Cinéaste rare et précieux, Isao Takahata revient enfin après 13 ans d'absence et outre une participation au documentaire Jours d'hivers, l'auteur de Nos voisins les Yamada manquait cruellement au Studio Ghibli. Et le merveilleux Le Conte de la Princesse Kaguya, vient rappeler à quel point le maitre cultive un cinéma d'animation aussi poétique que totalement atypique.
Différent déjà parce que au contraire de son grand ami Hayao Miyazaki, Takahata n'est pas un dessinateur et se détache donc depuis ses débuts d'un style visuel identifié et marqué. Et c'est loin d'être un défaut puisqu'ainsi chacun de ses films est approché avec un style et un trait totalement différent, en accointance avec le sujet désiré. Le réalisme de la ligne claire dans Le Tombeau des lucioles, le contraste entre l'école Ghibli et le shojo dans Omoide Poroporo, les rondeurs enfantines de Pompoko jusqu'à l'épure de Nos Voisins les Yamada se réappropriant directement le trait du strip de Hisaichi Ishii. Plus fouillées, plus éblouissantes, les illustrations du Conte de la Princesse Kaguya en découle pourtant directement, reprenant avec naturel et une finesse rarement atteinte, la subtilité et l'évanescence des grandes estampes d'autrefois autant que la simplicité apparente des premiers grands classiques du cinéma animé japonais comme Le Serpent Blanc, sur lequel justement Takahata avait œuvré. Le rendu est constamment renversant de beauté, intégrant fermement cette sensation d'esquisse, de peinture à l'eau, à une animation d'une fluidité et d'une richesse fascinante (la fuite dans la neige et ses traits qui « s'échappent »), qui donne vie aussi bien à une nature foisonnante (les saisons au cœur du dispositif), qu'au fourmillement pourtant épuré à l'extrême de la vie à la cité.

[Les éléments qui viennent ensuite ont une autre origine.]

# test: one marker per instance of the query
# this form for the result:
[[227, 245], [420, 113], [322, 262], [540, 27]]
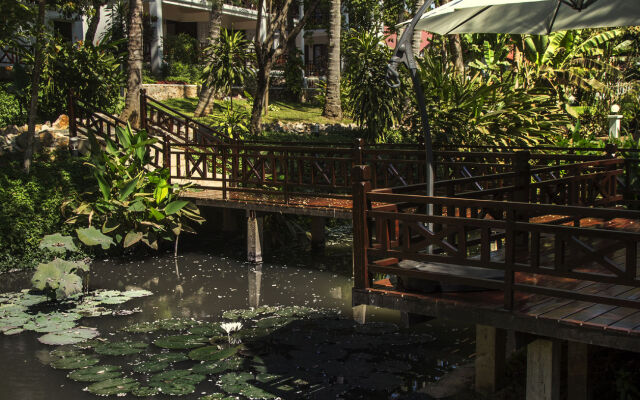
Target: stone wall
[[162, 92]]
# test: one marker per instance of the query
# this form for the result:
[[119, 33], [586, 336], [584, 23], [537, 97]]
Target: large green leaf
[[175, 206], [93, 237], [58, 243]]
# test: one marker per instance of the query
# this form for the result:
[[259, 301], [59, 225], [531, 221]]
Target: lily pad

Une certaine reconstruction d'un art, allant à l'encontre de la mouvance contemporaine de l'animation 3D qui se veut si réaliste, et qui rejoint idéalement le choix d'adapter un illustre conte du folklore japonais du Xe siècle, imaginé par une courtisane impériale. Sous des dehors de fable naïve (la petite fille née dans un bambou), le film s'avère ainsi autant un grand hymne fervent à la nature, voir au « paradis perdu », qu'une leçon morale (et non une leçon De morale) sur les diktat sociaux, la course irréfléchie au luxe et la perte de liberté qui en découle. Des thèmes qui rejoignent bien évidemment ceux si chers à Takahata, qu'il aborde d'ailleurs frontalement, reprenant épisode après épisode chaque jalon du conte, quitte parfois à étirer un peu trop certaines séquences. De très légères chutes de rythme, qui n'entame pas vraiment la force évidente de l'œuvre, délicieuse féerie se prêtant volontiers à la comédie (les prétendants précieux et ridicules de la belle princesse, ses facéties pour s'échapper des carcans de la noblesse), à la contemplation festoyante d'une nature campagnarde et bien entendu à une certaine dureté métaphysique lorsque le destin fataliste de la jeune fille prend un tour tragique. Isao Takahata signe sans doute là sont dernier dessin animé, une tristesse soit, mais avec Le Conte de la Princesse Kaguya, il a bien mérité sa vénérable retraite.